Lozan, Türkiye’yi Batı kapitalizminin ucuz işgücü deposu ve piyasa alanına entegre ederken, Kürt halkının, Alevilerin inkârını, gayrimüslim halkalara yönelik soykırımların üzerini örtmeyi devletin kurucu politikası haline getirmiştir. Cumhuriyetin kuruluşundan bu yana, Dersim Katliamı, 6-7 Eylül pogromları ve sayısız faili meçhul, bu inkârın kanlı yüzünü ortaya koymuştur. TKP’nin Lozan’ı “cumhuriyetçi birikim” olarak savunması, bu tarihsel suçları meşrulaştırma çabasıdır.
Kürdistan halkının mücadelesi ve emekçi halkların dayanışması
Kürdistan halkının mücadelesi, Türkiye’nin modern tarihinde derin bir direniş geleneği olarak şekillenmiştir.

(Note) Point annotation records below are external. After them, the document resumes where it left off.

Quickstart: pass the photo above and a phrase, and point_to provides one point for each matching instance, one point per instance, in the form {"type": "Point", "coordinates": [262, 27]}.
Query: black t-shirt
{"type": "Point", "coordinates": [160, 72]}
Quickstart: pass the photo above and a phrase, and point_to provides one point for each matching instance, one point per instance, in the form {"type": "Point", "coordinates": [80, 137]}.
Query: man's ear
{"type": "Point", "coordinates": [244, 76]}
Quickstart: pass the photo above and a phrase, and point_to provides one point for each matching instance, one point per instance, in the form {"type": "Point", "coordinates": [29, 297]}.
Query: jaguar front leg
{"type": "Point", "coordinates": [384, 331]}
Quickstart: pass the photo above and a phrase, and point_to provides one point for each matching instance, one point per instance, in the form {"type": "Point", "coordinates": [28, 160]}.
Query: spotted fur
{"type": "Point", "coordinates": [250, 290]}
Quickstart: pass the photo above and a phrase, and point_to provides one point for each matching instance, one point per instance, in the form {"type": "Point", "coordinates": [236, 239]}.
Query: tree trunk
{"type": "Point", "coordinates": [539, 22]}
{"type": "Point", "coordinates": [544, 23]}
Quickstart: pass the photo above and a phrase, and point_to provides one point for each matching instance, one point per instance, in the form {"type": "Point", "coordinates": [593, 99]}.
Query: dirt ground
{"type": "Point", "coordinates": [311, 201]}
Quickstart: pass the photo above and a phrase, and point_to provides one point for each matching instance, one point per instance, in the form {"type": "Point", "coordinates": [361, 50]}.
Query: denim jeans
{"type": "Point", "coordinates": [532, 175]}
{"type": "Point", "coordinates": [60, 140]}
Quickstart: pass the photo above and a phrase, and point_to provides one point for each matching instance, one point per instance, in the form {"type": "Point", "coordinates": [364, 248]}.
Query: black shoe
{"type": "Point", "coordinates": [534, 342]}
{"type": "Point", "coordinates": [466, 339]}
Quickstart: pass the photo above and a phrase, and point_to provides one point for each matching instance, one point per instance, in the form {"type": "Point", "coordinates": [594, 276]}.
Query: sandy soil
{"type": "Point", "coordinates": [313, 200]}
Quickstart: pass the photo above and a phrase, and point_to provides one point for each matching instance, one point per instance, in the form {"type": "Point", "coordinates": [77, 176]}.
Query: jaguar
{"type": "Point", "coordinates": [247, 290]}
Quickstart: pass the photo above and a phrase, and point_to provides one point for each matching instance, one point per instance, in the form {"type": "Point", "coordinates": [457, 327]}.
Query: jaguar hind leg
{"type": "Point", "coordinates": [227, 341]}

Sistemli inkâr, asimilasyon ve katliam politikalarına rağmen, Kürt halkı dilini, kültürünü ve kimliğini koruma mücadelesini çok ağır bedeller ödeyerek sürdürmüştür. Bu mücadele, yalnızca ulusal talepleri değil, aynı zamanda Türkiye’nin diğer emekçi halklarıyla birleşerek demokrasi taleplerini de yükseltmiş, eşitlik ve özgürlük arayışında ortak bir zemin yaratmıştır. 1980’lerden itibaren toplumsal hareketlerle bütünleşen bu direniş, devletin otoriter yapısına karşı bir alternatif inşa etme çabasını güçlendirmiştir. Kürt halkı, Türkiye’nin emekçi sınıflarıyla dayanışarak, sınıf mücadelesinin ulusal baskıdan arınmış bir zeminde ilerlemesinde aktif rol oynamış ve katkı sağlamıştır.

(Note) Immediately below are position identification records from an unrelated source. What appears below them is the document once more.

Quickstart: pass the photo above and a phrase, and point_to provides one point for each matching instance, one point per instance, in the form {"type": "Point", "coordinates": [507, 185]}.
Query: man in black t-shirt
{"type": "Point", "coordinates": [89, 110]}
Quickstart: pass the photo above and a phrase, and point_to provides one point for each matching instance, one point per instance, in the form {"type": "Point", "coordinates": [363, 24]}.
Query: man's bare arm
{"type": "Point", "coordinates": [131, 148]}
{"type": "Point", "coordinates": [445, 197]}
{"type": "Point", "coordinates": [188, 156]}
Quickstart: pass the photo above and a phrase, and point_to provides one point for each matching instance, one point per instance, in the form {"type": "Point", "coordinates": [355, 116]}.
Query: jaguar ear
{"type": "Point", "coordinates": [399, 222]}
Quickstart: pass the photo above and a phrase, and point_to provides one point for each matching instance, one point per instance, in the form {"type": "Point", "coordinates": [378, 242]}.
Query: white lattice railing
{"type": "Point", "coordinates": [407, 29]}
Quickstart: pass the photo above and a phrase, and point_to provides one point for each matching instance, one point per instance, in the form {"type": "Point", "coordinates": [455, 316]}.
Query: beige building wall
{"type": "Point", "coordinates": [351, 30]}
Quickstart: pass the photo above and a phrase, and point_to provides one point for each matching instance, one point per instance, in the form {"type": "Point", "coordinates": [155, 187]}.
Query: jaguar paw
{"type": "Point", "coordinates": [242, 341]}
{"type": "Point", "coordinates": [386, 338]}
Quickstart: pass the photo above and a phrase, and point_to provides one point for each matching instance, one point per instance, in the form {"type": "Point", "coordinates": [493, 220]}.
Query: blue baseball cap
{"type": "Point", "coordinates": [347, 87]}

TKP’nin şovenizmi ve Kemal Okuyan’ın Kemalist duruşu
TKP’nin şovenizmi, bu tarihsel gerçekliği görmezden gelerek daha da belirginleşiyor. Parti, bildiriye imza atan bazı Kürt kökenli isimler—örneğin, geçmişte devlet politikalarına yakın durmuş figürler—ile çelişkisini gizlemeye çalışıyor. Ancak bu, TKP’nin Türk şovenizmini pekiştiren tutumunu örtmüyor. Kemal Okuyan’ın Osmanlı’dan Cumhuriyete geçişi işaret ederek kullandığı “Atatürk’ün önünde eğiliyorum” ifadesi, partinin Kemalizme olan ideolojik bağlılığını açıkça ortaya koymaktadır. Bu söz, Cumhuriyetin kurucu önderlerinden biri olarak Atatürk’ü yüceltirken, soykırıma uğrayan, yok sayılan halkları ve inançları yok sayıyor. Örneğin, Okuyan, Atatürk’le birlikte mücadele eden, ancak inkâr ve katliamlarla susturulan Kürtlerin önünde de eğiliyor mu? TKP’nin bu soruya yanıt vermesi gerekiyor. Cumhuriyetin kuruluşundan bu yana inkâr edilen, katledilen ve yok sayılan halklar—Kürtler, Ermeniler, Rumlar, Yahudiler, Süryaniler ve Aleviler—bu politikanın mağdurlarıdır. TKP’nin bu mirası savunması, devrimci bir duruşu değil, burjuva milliyetçiliğini yansıtmaktadır.
Sonuç: Demokrasi ve özgürlük için bir alternatif
TKP’nin tutumu, demokrasi güçleriyle birliği zorlaştırırken, Kürt halkının haklı mücadelesine destek yerine şoven bir duvar örmeyi tercih ediyor. Alternatif bir yol, Kürt halkının ulusal-demokratik taleplerini benimseyerek, Türkiye’nin emekçileriyle dayanışmasını güçlendirmekten geçiyor. Bu, inkâr politikalarının aşılmasında ve özgürlük mücadelesinde daha sağlam bir zemin sunabilir.